Understanding the difference:

  • Accounting principles are general rules and guidelines established and a defined framework.
  • Accounting policies are procedures and standards that an entity uses to follow such principles, these are decided by the entity themselves, they are not universal and hence it can differ from one organization to another.
  • Accounting estimates are used when it is impossible or impractical to provide exact number, this involves the element of professional judgement.
  • Prior period errors are omissions and misstatements arising from failure to use/misuse of reliable information that was available when financial statements were issued and could have been reasonably expected to have taken into account in those financial statements. Errors include mathematical mistakes, mistakes in applying accounting policies, oversights and misinterpretation of facts and fraud


    • Matching concept is a principle which says costs should match to your benefits. For eg: instead of charging all the cost of fixed asset purchased at once to the statement of profit or loss as an expense, we depreciate it over a period of time to match the benefits the asset generates.
    • Now which method to use to depreciate such asset is an organisation’s decision and that is an accounting policy adopted.Hence you get to choose your accounting policy but that doesn’t mean you can choose anything you wish for, the policy should still fall in the framework established by accounting principles.
    • Accounting estimate can be assessing the useful life of asset or residual value etc. to be used in adopting such chosen accounting policy.
    • If depreciation for a couple of years has been charged to Statement of Profit or Loss instead of one year, then it is an error.


When can changes be done:

  • Accounting policy
    • If standard /interpretation requires it.
    • If change will provide more relevant and reliable information.
    • Accounting Estimate
      • When reassessing the excepted future benefits and obligations associated with the asset or liability of the entity.

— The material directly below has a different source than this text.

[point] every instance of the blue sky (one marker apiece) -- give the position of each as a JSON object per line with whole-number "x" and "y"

How to recognise the change :

    • Accounting policy
      • If change is due to new standard/interpretation, apply transitional provisions
      • If no transitional provisions apply, change retrospectively
      • If impractical to determine period-specific effects or cumulative effects of the change, then retrospectively apply to the earliest period that is practicable
    • Accounting Estimate
      • Recognise the change prospectively in:
      • Period of change (if it only effects that period).
      • Period of change and future periods (if applicable).
    • Error
      • Correct all errors retrospectively.
      • Restate the comparative amounts for prior periods in which error occurred or if the error occurred before that date – restate opening balance of assets, liabilities and equity for earliest period presented.
      • If impractical to determine period-specific effects or cumulative effects of the change, restate opening balances for earliest period practicable.
    • Disclosure
      • Accounting policy
        • The title of the standard / interpretation that caused the change
          1. Nature of the change in policy
          2. Description of the transitional provisions
          3. For the current period and each prior period presented, the amount of the adjustment to:

          − Each line item affected

          − Earnings per share

          1. Amount of the adjustment relating to prior periods not presented
          2. If retrospective application is impracticable, explain and describe how the change in policy was applied
          3. Subsequent periods need not repeat these disclosures.
        • Accounting Estimate :
          • Nature and amount of change that has an effect in the current period (or expected to have in future)
          • Fact that the effect of future periods is not disclosed because of impracticality
        • Error
          • Nature of the prior period error
          • For each prior period presented, if practicable, disclose the correction to:
            • − Each line item affected
            • − Earnings per share (EPS)
          • Amount of the correction at the beginning of earliest period presented
          • If retrospective application is impracticable, explain and describe how the error was corrected
          • Subsequent periods need not to repeat these disclosures.